Very much the same topics, so far as Lucian could hear, seemed to prevail at the dinner table. He sat next to Lady Aviolet, and she talked about the housing of the poor.

“They want more fresh air. I hardly ever see an open window when I go into a cottage,” she said impressively.

The doctor had often heard her say the same thing before, and he replied mechanically, having long since outgrown the delusion that to reiterate words of pain and indignation at a regrettable state of affairs, is a step towards redressing it.

The sound of Rose Aviolet’s voice reached him very often, and he detected in it presently a new note that caused him to bestow at least half of his attention upon her, instead of the whole of it upon his hostess.

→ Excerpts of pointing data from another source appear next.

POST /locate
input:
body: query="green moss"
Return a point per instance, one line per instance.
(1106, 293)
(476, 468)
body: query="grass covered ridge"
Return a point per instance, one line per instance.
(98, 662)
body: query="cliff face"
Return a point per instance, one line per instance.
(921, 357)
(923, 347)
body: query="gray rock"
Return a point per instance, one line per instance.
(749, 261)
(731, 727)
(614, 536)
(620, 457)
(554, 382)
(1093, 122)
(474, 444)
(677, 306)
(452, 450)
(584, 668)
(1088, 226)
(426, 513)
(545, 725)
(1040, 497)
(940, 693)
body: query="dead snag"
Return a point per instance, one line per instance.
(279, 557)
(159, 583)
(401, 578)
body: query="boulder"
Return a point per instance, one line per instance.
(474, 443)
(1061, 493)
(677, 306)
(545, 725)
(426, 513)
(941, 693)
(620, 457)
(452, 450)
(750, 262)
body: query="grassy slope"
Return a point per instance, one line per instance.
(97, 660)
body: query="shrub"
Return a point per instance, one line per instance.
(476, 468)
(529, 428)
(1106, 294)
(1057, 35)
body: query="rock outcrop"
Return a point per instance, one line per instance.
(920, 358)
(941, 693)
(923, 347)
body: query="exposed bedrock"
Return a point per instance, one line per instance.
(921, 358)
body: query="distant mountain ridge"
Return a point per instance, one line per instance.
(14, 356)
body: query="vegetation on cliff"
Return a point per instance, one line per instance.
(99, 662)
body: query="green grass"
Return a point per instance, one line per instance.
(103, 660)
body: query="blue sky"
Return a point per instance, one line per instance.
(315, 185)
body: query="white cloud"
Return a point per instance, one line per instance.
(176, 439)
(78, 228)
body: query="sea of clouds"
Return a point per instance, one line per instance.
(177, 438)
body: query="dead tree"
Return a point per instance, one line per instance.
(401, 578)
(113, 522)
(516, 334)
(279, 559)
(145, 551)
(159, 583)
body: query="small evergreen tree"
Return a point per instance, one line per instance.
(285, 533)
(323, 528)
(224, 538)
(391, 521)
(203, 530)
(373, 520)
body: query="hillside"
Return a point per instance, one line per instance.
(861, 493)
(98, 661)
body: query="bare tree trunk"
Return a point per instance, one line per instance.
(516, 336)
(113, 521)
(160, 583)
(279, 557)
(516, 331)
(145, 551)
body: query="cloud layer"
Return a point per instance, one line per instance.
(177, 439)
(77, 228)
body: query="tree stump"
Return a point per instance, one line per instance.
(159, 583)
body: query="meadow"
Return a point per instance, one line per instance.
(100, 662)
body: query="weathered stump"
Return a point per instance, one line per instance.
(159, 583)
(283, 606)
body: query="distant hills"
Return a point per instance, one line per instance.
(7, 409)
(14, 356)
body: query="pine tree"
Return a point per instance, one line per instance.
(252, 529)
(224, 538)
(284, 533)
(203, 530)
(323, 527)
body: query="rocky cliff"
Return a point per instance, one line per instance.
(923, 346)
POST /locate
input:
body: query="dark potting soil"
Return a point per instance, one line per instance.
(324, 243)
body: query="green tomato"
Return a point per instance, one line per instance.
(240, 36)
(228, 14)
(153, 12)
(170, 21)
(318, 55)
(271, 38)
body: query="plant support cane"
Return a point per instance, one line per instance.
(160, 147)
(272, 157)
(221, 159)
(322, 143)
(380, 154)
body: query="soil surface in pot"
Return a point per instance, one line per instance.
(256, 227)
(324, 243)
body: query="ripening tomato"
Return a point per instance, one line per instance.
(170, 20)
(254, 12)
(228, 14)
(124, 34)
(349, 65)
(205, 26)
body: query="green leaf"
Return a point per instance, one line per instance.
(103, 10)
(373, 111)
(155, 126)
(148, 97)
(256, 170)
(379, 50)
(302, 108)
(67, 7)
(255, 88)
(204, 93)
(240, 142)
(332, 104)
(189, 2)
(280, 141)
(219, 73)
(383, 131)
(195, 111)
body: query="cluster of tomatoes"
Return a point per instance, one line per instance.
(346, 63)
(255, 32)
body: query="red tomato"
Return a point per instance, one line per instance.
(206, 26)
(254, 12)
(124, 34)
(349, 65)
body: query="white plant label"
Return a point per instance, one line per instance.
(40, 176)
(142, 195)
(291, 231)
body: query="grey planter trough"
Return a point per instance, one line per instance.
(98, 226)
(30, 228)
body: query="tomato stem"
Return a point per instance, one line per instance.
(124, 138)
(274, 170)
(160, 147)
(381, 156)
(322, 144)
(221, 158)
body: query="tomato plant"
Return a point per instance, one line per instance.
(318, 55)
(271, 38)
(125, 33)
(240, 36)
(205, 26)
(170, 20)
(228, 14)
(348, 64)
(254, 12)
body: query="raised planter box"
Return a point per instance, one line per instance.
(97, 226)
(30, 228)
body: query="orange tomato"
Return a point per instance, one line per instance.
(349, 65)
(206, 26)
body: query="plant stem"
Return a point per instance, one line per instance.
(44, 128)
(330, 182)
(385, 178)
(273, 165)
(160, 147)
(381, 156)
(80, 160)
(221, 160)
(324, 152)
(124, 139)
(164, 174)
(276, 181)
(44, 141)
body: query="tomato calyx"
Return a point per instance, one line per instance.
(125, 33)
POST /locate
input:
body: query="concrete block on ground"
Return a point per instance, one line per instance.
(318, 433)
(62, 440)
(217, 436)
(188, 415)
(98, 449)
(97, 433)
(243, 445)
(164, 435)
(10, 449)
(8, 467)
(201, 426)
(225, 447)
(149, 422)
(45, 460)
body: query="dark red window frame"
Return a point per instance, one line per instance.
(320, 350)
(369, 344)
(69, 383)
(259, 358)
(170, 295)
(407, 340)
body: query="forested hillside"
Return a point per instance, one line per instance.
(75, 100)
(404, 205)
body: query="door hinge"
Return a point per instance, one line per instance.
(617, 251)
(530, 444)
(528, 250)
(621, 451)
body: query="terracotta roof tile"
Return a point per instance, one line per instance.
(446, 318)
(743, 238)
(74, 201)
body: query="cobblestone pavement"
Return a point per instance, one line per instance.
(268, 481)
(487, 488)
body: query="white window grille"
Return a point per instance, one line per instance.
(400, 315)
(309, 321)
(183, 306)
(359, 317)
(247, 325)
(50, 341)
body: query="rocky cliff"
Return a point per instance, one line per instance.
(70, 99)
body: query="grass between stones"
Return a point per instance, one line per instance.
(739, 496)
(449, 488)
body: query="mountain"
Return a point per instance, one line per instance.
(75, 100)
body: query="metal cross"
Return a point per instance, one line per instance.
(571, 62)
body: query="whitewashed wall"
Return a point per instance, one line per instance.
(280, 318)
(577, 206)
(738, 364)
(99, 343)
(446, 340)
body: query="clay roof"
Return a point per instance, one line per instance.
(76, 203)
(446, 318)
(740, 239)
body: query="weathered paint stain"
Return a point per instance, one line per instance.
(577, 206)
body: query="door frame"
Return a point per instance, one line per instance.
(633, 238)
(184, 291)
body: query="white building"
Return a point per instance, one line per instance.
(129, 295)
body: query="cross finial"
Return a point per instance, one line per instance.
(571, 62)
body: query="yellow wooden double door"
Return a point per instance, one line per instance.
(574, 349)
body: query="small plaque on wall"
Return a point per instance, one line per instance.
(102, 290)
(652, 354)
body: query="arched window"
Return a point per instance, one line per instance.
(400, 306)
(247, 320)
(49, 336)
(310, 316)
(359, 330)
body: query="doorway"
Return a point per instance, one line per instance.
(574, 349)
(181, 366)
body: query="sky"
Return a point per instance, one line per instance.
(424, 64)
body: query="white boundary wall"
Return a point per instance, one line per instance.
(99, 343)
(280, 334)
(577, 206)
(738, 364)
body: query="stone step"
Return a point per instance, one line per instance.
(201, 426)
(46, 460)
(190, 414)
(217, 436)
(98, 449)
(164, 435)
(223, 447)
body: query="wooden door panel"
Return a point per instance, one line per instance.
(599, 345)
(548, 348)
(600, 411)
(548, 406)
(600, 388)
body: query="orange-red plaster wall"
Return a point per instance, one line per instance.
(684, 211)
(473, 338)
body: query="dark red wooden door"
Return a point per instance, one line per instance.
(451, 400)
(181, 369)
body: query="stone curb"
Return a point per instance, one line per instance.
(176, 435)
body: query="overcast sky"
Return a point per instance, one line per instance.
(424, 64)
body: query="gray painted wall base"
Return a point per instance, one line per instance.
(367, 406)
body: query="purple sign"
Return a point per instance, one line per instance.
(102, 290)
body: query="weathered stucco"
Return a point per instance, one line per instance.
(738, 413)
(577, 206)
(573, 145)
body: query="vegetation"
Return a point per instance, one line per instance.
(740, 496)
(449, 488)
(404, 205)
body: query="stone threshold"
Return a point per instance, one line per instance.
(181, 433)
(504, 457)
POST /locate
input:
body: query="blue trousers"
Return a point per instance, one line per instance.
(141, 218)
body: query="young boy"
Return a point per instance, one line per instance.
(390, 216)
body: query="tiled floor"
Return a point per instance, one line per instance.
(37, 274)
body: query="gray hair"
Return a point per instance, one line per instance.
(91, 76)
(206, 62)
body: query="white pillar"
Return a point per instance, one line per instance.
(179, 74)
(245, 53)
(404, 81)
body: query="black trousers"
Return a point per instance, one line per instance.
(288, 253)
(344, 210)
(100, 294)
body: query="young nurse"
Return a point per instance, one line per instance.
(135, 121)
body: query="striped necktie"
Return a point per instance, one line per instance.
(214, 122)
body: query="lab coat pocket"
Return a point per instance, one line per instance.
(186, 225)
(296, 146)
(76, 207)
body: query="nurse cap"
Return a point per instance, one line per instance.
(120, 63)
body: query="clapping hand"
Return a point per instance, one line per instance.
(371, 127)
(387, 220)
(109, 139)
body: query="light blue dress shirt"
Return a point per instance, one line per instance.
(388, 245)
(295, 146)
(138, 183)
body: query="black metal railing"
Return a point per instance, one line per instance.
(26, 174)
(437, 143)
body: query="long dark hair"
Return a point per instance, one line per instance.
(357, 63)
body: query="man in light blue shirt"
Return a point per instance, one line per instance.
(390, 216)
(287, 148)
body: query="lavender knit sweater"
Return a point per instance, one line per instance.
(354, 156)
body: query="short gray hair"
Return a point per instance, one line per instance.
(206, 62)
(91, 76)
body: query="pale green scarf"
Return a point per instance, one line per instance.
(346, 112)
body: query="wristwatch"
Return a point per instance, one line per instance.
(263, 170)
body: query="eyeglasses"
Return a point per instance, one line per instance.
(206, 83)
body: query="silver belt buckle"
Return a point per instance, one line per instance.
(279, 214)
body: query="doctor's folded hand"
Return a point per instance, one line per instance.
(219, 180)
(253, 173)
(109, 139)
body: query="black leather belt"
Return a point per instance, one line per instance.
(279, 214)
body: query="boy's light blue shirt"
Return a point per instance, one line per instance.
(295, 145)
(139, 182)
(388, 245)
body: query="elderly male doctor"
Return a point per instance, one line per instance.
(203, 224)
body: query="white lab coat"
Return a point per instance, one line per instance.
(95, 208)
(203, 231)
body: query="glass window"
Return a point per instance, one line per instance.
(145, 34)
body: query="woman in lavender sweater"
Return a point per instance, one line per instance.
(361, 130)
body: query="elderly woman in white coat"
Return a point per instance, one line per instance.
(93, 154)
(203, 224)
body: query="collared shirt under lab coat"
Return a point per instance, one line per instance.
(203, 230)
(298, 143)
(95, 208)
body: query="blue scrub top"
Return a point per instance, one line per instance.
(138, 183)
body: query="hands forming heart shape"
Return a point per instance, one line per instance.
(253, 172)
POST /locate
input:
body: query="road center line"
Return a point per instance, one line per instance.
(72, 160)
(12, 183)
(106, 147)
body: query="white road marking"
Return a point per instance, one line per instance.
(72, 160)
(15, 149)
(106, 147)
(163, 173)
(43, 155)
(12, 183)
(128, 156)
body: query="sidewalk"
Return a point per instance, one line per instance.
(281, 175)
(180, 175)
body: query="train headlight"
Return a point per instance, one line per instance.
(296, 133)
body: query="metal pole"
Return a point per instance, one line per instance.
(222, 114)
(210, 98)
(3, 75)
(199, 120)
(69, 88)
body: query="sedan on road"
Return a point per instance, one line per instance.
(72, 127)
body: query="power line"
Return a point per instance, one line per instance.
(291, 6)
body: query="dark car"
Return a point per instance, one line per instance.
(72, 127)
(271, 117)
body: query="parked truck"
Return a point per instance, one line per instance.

Already she had turned most of the contents of a glassful of sherry into her soup plate, and she was now freely drinking glass after glass of Sir Thomas’s admirable hock.

Lucian could see that her colour had deepened, and could hear that her voice and her laughter were rising steadily. She exchanged loud and rather elementary pleasantries with her partner, the youth Toby. By the time that Lady Aviolet rose from the table, Lucian felt tolerably certain that although Rose Aviolet was not intoxicated, neither was she entirely sober.

Except for his attentive, and far from unkindly, interest in watching her, Lucian would have found his evening very dull.

The four men sat round the dinner table for some time, and their slow talk was confined almost entirely to matters of agriculture.

When they adjourned to the billiard-room, Rose and Lady Aviolet had already taken places on the raised red leather-cushioned seats against the wall. The elder lady, knitting, sat upright. Rose lounged back, her knees crossed, and polished the nails of one hand against the palm of the other.

Diana offered to mark for the players.